Functional verification consumes more than 70% of the labor invested in today’s SoC designs. Yet, even with such a large investment in verification, there’s more risk of functional failure at tape out than ever before. The primary reason is that the design team does not know where they are, in terms of functional correctness, relative to the tape-out goal. Coverage Closure in SoC verification is like chasing a mirage.
Achieving true functional verification closure, and therefore taping out with full confidence, never happens. The decision to tape out is always a judgment call. Successful engineers achieve a sufficient level of closure and confidence based on a combination of verification thoroughness metrics, the rate, and the complexity of functional bugs being found.
All DV engineers running zillions of nightly regressions, struggling to achieve coverage goals faster, are looking for a plug-and-play solution, something automated that can help close coverage faster using minimal resources.

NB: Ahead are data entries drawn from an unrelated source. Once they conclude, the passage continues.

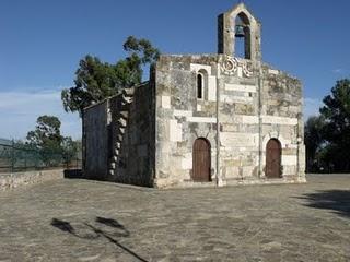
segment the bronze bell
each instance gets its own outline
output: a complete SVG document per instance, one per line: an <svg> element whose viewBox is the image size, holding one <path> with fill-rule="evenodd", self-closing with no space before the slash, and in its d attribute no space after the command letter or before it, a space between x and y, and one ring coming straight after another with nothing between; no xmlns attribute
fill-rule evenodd
<svg viewBox="0 0 350 262"><path fill-rule="evenodd" d="M243 38L245 37L245 33L244 33L244 25L243 24L236 24L235 26L235 34L234 36L237 37L237 38Z"/></svg>

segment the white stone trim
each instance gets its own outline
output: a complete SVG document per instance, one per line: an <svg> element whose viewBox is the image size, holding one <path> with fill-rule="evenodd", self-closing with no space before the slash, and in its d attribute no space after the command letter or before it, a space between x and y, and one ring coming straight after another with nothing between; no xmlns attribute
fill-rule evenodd
<svg viewBox="0 0 350 262"><path fill-rule="evenodd" d="M208 64L190 63L189 69L190 71L196 71L196 73L198 73L199 70L203 69L207 71L208 75L211 75L211 66Z"/></svg>
<svg viewBox="0 0 350 262"><path fill-rule="evenodd" d="M171 108L171 97L162 96L162 108L170 109Z"/></svg>
<svg viewBox="0 0 350 262"><path fill-rule="evenodd" d="M261 116L262 123L287 124L296 126L298 118L276 117L276 116Z"/></svg>
<svg viewBox="0 0 350 262"><path fill-rule="evenodd" d="M172 142L183 141L183 124L177 123L177 120L170 120L170 140Z"/></svg>
<svg viewBox="0 0 350 262"><path fill-rule="evenodd" d="M225 90L228 91L241 91L256 93L257 88L255 85L241 85L241 84L225 84Z"/></svg>
<svg viewBox="0 0 350 262"><path fill-rule="evenodd" d="M234 121L246 123L246 124L257 124L257 123L259 123L259 117L248 116L248 115L235 115Z"/></svg>
<svg viewBox="0 0 350 262"><path fill-rule="evenodd" d="M269 74L279 74L279 71L276 69L269 69Z"/></svg>
<svg viewBox="0 0 350 262"><path fill-rule="evenodd" d="M221 132L220 143L224 147L249 147L258 146L259 134L258 133L233 133Z"/></svg>
<svg viewBox="0 0 350 262"><path fill-rule="evenodd" d="M223 103L240 103L240 104L252 104L253 97L246 97L246 96L232 96L232 95L221 95L220 102Z"/></svg>
<svg viewBox="0 0 350 262"><path fill-rule="evenodd" d="M282 154L282 166L296 166L298 156L296 155L283 155Z"/></svg>
<svg viewBox="0 0 350 262"><path fill-rule="evenodd" d="M217 100L217 78L208 76L208 100Z"/></svg>

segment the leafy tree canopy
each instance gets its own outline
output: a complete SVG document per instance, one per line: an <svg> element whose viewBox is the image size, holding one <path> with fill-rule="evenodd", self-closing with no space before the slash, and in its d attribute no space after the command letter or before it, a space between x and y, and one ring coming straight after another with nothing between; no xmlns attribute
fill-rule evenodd
<svg viewBox="0 0 350 262"><path fill-rule="evenodd" d="M317 168L349 171L350 80L337 81L323 102L320 116L310 118L305 124L307 166L316 162Z"/></svg>
<svg viewBox="0 0 350 262"><path fill-rule="evenodd" d="M61 93L66 111L78 111L81 116L83 108L117 94L122 87L140 84L142 68L154 63L160 56L160 51L143 38L129 36L122 47L128 56L115 64L92 56L80 60L74 86Z"/></svg>
<svg viewBox="0 0 350 262"><path fill-rule="evenodd" d="M57 117L38 117L35 130L26 135L28 144L43 150L58 150L62 142L60 127L61 122Z"/></svg>

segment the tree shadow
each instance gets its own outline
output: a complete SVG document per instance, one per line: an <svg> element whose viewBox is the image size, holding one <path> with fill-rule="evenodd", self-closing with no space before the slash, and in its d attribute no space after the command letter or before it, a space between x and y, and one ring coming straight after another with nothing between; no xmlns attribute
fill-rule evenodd
<svg viewBox="0 0 350 262"><path fill-rule="evenodd" d="M306 206L320 210L330 210L332 213L350 218L350 190L327 190L304 194L308 203Z"/></svg>
<svg viewBox="0 0 350 262"><path fill-rule="evenodd" d="M139 254L137 254L136 252L133 252L132 250L130 250L129 248L127 248L118 241L117 238L130 236L129 230L124 225L121 225L116 219L105 218L101 216L97 216L94 222L95 224L97 224L97 226L89 223L82 223L73 227L70 222L61 221L54 217L50 224L51 226L81 239L94 240L100 237L103 237L107 239L109 242L114 243L118 248L129 253L130 255L132 255L133 258L138 259L139 261L148 262L145 259L141 258ZM107 226L109 227L109 229L102 229L101 227L98 227L98 225ZM113 230L110 231L110 229Z"/></svg>

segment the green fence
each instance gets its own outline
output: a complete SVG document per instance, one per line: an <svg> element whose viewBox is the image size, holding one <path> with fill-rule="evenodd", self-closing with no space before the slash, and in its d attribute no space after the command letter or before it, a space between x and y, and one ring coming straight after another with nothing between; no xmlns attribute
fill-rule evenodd
<svg viewBox="0 0 350 262"><path fill-rule="evenodd" d="M0 172L16 172L50 168L81 168L81 154L20 147L13 141L0 140Z"/></svg>

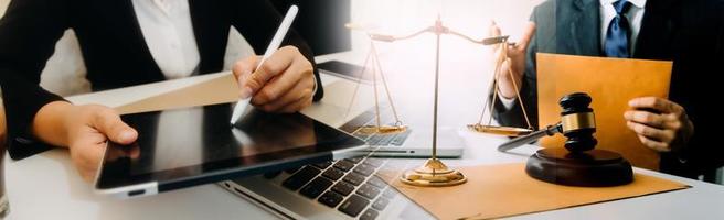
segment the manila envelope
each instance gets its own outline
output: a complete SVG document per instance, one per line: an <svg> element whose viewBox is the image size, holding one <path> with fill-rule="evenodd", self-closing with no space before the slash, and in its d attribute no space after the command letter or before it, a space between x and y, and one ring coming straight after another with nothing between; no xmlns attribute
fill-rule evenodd
<svg viewBox="0 0 724 220"><path fill-rule="evenodd" d="M169 92L151 96L116 107L121 114L159 111L166 109L227 103L239 98L238 84L233 74L204 80Z"/></svg>
<svg viewBox="0 0 724 220"><path fill-rule="evenodd" d="M626 127L628 101L669 96L672 62L536 54L539 127L561 121L558 100L572 92L593 98L597 148L618 152L634 166L658 170L659 154L646 147ZM563 135L541 140L543 147L562 147Z"/></svg>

The Xcelium Machine Learning App helps to reduce regression times by learning from previous regression runs and guides the Xcelium randomization kernel to achieve coverage convergence faster with significantly fewer simulation cycles and catch more bugs around specific coverage points of interest.
The below graph is an example of Machine Learning App success with a leading semiconductor company. As you can see, the ML regression is about 1.4x faster than the baseline (ML hits 96% at ~62k runs, and the baseline hits that mark at about 80k runs).
This clearly represents around a 2–3-week reduction on customers' 2-month closure cycle. It’s clear that Machine Learning (ML) is making the regression notably more efficient for users’ goal of closing the coverage faster.